Thank You For Visiting
On October 3, 1786, an entourage of fourteen families known as the McNitt Company paused to camp for the night in present-day Laurel County while traveling from Virginia to Central Kentucky. Only a man, a woman, and a female child survived the massacre, while 24 others died. The site became known as Defeated Camp or McNitt’s Defeat and is now within Levi Jackson Wilderness Road State Park. A stone wall now surrounds the cemetery, where the victims rest in peace.
October 3, 1849, Midway University originally opened as the Kentucky Female Orphan School. With one teacher and sixteen female students, the nine-member Board oversaw the school’s endowment, the building and five acres of land.

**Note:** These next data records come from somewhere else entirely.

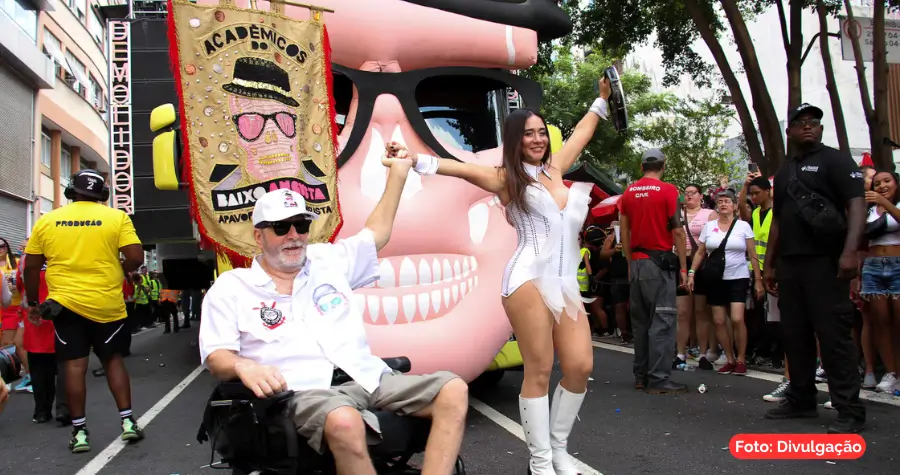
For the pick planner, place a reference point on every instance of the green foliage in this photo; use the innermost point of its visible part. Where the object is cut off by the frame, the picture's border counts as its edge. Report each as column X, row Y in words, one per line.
column 693, row 139
column 691, row 133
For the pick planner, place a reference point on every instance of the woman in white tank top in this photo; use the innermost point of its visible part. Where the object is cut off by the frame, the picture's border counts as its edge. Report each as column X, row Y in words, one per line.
column 694, row 306
column 540, row 289
column 881, row 278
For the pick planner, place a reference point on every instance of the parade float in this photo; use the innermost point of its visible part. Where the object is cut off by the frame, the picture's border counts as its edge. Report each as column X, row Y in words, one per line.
column 305, row 96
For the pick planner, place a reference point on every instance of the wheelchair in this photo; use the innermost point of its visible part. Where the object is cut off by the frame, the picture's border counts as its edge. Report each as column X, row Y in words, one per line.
column 255, row 436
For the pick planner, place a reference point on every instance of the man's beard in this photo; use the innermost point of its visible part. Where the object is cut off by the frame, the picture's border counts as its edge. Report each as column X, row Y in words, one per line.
column 278, row 259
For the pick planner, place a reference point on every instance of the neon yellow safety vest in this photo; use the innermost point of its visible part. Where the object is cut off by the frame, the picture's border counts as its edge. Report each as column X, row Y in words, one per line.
column 761, row 235
column 583, row 281
column 154, row 289
column 140, row 297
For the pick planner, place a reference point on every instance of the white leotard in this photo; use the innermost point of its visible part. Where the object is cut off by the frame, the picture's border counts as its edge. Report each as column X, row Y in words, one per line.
column 548, row 253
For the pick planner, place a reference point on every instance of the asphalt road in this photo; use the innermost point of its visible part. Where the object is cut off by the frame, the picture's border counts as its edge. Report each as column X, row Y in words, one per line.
column 620, row 431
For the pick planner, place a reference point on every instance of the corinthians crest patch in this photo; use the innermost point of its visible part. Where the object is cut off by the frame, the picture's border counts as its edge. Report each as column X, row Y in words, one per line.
column 271, row 317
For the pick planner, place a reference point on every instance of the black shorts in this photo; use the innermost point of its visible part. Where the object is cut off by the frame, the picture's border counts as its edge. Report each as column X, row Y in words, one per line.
column 724, row 292
column 76, row 335
column 619, row 290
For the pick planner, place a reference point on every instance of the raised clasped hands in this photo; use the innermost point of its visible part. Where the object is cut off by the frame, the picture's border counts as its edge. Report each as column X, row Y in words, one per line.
column 605, row 89
column 396, row 154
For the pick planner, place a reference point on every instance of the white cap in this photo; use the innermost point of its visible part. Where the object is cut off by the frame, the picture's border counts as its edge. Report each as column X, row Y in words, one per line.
column 279, row 205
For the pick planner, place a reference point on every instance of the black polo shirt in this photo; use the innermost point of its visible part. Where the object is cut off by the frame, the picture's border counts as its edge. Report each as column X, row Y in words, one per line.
column 828, row 172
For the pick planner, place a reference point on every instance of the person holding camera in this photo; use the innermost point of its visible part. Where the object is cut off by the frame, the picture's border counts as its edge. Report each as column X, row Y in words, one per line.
column 80, row 245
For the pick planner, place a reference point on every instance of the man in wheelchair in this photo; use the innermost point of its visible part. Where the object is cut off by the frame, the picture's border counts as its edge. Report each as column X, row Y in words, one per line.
column 288, row 323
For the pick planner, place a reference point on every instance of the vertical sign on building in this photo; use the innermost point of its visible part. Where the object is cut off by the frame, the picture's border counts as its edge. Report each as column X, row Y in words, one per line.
column 120, row 137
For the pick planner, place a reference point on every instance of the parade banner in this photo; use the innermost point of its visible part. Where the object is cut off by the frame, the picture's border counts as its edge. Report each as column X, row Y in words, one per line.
column 256, row 115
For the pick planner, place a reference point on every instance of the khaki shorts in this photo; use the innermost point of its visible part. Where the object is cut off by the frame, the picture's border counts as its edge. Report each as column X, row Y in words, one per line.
column 398, row 392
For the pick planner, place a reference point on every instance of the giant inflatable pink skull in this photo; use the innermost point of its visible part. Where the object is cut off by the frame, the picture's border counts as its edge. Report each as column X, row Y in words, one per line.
column 438, row 300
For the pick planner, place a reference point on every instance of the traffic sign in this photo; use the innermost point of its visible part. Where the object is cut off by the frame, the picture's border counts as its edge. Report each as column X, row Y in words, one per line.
column 864, row 29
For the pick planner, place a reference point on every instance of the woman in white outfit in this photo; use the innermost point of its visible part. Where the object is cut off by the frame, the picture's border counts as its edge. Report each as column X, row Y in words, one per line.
column 540, row 289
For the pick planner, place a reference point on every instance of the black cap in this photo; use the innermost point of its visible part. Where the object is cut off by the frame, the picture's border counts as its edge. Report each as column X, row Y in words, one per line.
column 89, row 183
column 654, row 155
column 805, row 108
column 261, row 79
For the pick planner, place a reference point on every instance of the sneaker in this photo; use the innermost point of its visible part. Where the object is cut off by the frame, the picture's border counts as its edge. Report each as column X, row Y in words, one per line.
column 786, row 410
column 24, row 385
column 820, row 375
column 727, row 369
column 130, row 430
column 869, row 382
column 778, row 394
column 81, row 441
column 887, row 383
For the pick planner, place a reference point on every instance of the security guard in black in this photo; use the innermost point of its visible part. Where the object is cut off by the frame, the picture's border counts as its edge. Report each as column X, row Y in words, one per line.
column 812, row 274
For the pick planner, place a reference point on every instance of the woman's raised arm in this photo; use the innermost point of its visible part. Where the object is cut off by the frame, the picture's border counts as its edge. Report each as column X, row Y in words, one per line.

Localtonians wish a Happy Birthday to Elizabethtown native Charles Middleton, born in 1874. His film career began at 46 and lasted almost 30 years, his most famous role being the villainous emperor Ming the Merciless in Flash Gordon.
On October 3, 1881, King Kalakaua of Sandwich Islands arrived in Lexington for a three-day visit. Lexington received its 1st foreign sovereign leader, known for his travels around the world. Today the Sandwich Islands are known as Hawaii Islands.
The Squire’ Sketches of Lexington by J. Winston Coleman, Jr.; pg: 61
October 3, 1887, Morehead Normal School (MNS), the noble forerunner of Morehead State University, began classes in a rented house. Phebe Button and her son, Frank, directed activities with help from the Christian Church of Kentucky. MNS was among 25 normal private schools opened in the state between 1870 and 1905. “The light to the mountains” became a public institution in 1922.
October 3, 1908, the lynching of the Walker family took place near Hickman in Fulton County at the hands of about fifty masked Night Riders. David Walker owned a 21 1/2-acre farm where his entire African American family of seven, including four children, died. National newspapers covered the event, and Governor Augustus E. Willson strongly condemned the murders. The governor promised a reward for information leading to the prosecution, to no avail.
October 3, 1911, Bell County Sheriff’s Department, Deputy Oland Collins (21) and Deputy Sam Collins (23) were shot and killed in Lee County, Virginia, as they attempted to serve a warrant on a subject wanted as a witness in a murder trial.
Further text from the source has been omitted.